Business

Diamond deal dents Stanchart profits

StanChart is one of the biggest financers of the local diamond industry
 
StanChart is one of the biggest financers of the local diamond industry

Although the bank did not reveal the identity of the client, industry sources told BusinessWeek that about $7 million (P77 million) of the total impairment charge can be attributed to Motiganz Diamond Company Botswana. Motiganz’s cashflow is hampered by the purchase of a huge multi-million dollar rough stone, which it now finds difficult to sell in the current depressed market.

Stanchart gives credit lines to finance De Beers’ sights and reports say Motiganz used part of its credit line to purchase the stone, which is now part of the bank’s collateral.

The diamond company, like many others, is facing liquidity issues because of large stocks, protracted close to zero profitability, and a serious downturn in the market.

Stanchart has full collateral on the debt and, according to market sources, the provision by Standard Chartered is just but a prudent cautionary measure as Motiganz is currently in good standing with the bank and does not owe on interest payments.

“Motiganz Botswana bought a big rough stone worth several millions of dollars. They were able to do a marvelous job cutting it and it yielded two large and a few smaller stones. These large stones alone must be worth some $3m to $4m each. 

“However, in this current market it sometimes may take a few years to sell very large and expensive goods. If you have a $7m worth of stones, which is financed at six percent that means $35,000 per month just for interest payment.
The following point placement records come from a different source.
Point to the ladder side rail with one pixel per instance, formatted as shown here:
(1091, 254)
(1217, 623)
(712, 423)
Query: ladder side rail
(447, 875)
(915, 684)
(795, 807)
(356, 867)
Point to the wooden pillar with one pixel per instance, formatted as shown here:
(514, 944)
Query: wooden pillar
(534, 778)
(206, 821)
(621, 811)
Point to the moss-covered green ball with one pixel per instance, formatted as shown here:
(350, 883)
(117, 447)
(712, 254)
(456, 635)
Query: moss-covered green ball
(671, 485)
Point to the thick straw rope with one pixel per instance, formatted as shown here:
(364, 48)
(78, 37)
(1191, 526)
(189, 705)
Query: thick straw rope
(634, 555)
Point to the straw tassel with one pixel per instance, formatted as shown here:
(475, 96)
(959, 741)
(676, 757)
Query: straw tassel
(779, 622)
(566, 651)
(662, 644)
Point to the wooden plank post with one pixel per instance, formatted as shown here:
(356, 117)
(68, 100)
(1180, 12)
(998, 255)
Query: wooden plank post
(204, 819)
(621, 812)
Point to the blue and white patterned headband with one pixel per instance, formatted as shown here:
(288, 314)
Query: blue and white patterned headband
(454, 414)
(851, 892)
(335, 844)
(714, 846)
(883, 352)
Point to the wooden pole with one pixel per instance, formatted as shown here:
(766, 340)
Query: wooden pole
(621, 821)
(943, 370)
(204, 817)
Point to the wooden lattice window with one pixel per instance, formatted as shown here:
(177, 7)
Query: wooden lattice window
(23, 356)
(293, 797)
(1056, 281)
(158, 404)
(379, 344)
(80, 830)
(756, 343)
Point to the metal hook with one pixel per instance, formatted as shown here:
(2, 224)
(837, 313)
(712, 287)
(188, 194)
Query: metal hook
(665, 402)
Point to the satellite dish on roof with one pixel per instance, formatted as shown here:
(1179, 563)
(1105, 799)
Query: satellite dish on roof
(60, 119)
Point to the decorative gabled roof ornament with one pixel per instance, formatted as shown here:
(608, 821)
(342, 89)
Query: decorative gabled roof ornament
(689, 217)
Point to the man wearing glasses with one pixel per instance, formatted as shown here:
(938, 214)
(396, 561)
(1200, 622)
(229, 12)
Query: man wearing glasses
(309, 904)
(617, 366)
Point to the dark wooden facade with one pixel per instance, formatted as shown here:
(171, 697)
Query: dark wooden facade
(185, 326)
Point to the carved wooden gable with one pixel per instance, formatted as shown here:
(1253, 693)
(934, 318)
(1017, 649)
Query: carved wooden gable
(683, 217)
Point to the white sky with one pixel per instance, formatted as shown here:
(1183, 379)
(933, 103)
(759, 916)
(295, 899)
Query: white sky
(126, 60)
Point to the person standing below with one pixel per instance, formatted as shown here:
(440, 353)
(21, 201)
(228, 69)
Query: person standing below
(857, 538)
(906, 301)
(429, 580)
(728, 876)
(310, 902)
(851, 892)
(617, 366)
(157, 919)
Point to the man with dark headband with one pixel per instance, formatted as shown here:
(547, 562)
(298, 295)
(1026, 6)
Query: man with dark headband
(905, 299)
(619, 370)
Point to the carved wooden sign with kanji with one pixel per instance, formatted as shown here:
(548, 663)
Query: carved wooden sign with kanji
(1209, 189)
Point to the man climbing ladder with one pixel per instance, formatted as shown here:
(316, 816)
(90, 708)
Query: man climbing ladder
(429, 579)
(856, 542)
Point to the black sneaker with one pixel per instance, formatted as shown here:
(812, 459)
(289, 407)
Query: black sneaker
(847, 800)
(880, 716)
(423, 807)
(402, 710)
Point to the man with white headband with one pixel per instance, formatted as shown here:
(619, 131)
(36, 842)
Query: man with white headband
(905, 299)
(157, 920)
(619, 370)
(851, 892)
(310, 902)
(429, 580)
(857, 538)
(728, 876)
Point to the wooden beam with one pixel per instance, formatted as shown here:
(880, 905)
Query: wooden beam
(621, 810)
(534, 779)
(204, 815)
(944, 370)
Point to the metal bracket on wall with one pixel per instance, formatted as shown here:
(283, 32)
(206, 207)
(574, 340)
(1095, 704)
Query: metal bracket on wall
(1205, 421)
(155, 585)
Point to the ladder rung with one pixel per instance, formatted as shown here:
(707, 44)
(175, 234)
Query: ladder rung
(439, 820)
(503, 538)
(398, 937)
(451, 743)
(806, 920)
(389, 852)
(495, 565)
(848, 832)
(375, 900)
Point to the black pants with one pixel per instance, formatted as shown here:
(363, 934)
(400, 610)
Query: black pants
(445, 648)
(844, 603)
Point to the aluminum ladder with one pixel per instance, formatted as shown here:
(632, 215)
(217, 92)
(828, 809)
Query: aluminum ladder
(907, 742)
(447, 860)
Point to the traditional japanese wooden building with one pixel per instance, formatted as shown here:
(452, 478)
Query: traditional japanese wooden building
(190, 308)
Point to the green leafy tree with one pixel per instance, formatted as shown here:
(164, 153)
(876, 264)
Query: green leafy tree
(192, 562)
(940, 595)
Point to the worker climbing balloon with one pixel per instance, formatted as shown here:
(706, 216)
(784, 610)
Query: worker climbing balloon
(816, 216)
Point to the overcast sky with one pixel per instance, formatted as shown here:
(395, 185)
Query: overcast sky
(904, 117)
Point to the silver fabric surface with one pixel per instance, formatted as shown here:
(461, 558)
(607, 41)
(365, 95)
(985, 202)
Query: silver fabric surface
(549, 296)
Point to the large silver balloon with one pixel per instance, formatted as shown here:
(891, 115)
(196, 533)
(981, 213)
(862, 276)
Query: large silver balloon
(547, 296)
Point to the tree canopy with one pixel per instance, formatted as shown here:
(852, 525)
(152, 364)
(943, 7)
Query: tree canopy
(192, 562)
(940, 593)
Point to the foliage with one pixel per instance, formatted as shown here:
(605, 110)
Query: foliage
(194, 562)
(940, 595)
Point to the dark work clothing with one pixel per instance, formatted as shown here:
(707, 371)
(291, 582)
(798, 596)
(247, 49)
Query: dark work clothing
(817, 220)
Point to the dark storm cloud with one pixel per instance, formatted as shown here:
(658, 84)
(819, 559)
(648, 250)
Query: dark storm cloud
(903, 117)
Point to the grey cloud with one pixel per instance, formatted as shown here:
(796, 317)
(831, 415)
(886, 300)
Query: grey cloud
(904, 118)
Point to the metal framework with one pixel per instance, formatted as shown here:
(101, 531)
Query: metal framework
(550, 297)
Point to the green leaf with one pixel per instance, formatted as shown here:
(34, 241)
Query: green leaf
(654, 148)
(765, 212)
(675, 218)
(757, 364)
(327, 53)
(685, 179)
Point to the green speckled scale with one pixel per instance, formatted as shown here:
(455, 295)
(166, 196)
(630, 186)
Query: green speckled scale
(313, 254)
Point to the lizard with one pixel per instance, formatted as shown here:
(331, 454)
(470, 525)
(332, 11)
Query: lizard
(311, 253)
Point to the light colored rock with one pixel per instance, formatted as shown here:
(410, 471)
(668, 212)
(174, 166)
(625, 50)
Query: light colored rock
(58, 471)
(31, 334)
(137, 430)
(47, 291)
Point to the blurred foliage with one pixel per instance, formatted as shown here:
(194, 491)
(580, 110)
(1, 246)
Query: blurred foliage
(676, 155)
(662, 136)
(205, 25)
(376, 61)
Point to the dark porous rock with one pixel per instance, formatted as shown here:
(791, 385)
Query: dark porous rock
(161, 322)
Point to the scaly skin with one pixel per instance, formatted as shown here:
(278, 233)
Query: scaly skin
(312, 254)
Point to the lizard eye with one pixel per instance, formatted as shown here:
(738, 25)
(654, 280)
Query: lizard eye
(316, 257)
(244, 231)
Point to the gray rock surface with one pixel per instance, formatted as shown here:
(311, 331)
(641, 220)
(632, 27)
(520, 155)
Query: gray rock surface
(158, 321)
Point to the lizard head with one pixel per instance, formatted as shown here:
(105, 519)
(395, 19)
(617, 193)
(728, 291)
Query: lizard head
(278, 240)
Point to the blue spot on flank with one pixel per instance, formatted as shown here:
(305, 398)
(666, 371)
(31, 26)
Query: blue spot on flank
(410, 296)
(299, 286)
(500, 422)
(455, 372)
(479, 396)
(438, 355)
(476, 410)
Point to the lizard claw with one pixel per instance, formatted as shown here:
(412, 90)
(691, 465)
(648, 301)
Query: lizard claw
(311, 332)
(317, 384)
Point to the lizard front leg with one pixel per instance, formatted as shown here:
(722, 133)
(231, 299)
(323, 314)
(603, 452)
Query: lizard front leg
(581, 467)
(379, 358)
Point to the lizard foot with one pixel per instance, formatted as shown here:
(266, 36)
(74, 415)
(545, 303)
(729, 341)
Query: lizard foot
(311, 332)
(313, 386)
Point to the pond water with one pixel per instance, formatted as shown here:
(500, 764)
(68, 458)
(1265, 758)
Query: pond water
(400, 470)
How many years can you ‘sit’ on such stones?” said an executive with a local sightholder firm.

While Standard Chartered’s precautionary move has dragged down its profit after tax to below that of competitor, Stanbic Bank’s for the first time, banking industry analysts say it does not mean that the bank has ‘lost’ the entire impairment.

The banking industry insider is of the opinion that when these stones are finally sold, Stanchart will get its money back and that will become ‘new income’ – and look good on the bank’s profit and loss account.

Motiganz is one of the companies that retrenched workers last year as viability was significantly affected by high rough prices against lower polished prices leading to indigestion in the diamond pipeline.

Over 10 of the 21 local sightholders in Botswana retrenched staff leading to the industry shedding about 1,500 workers.

According to Stanchart, despite the huge impairment in 2015, the quality of its loan portfolio remained strong in 2015.

“Without the significant specific impairment of a single client on the corporate side, the ratio of impaired loans to total gross loans would have been 1.02 percent.

“In the year the balance sheet remained resilient with three percent growth,” read a statement accompanying the bank’s 2015 results.

The bank says it is also strongly capitalised with capital adequacy ratio at 19.8 percent from 16.1 percent in the previous year. Efforts to get a comment on the impairment from the bank or the diamond firm were futile.

The banking sector in Botswana is adjusting to what has been characterised as the new normal, which is an environment of low interest rates and sluggish economic growth.

On the international space, along with ABN Amro Bank NV, Standard Chartered UK is one of the biggest lenders to middlemen in the diamond industry.

But last month Bloomberg reported that after lending about $2 billion to the industry, the London-based bank is asking diamond-processing clients to get payment insurance or provide 100 percent collateral.